Foster Care Guarantees

As we have been spending the past couple weeks preparing to renew our license for foster care. So many thoughts and emotions press on my soul. Foster care is not for the faint heart.

Foster care is heartbreaking.

Foster care is rewarding.

Foster care is my calling.

Foster care makes me want to scream at the top of the lungs.

Foster care brings immense joy to my soul.

We are discussing changing our license to 3. We want to touch more lives. We also have to face a harsh reality that this current placement may not last to adoption. Any future placement may not turn into adoption.

People ask all the time, “How do you do this? How can you stand the thought of giving them back?”

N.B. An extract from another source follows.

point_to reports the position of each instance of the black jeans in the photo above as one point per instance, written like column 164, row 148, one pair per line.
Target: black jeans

Seriously? Is this easy? N-O!

The idea of handing back children who were taken from their homes for a reason is terrifying. I am suppose to have faith in the court system. Well, boy oh boy, I do not.

I have to have faith in God. I have faith that God will somehow mend my heart for those goodbyes. I have faith that God will see me through the ending of a placement and/or a new placement.

There are absolutely no guarantees the twins will stay with us or that any foster child will stay with. I don’t think I am okay with, well I am definitely not okay with it. Regardless it is what I signed up for.

The one guarantee that I can count on is God. Jeremy and I pray constantly for the twins and their future–regardless of what that future will be.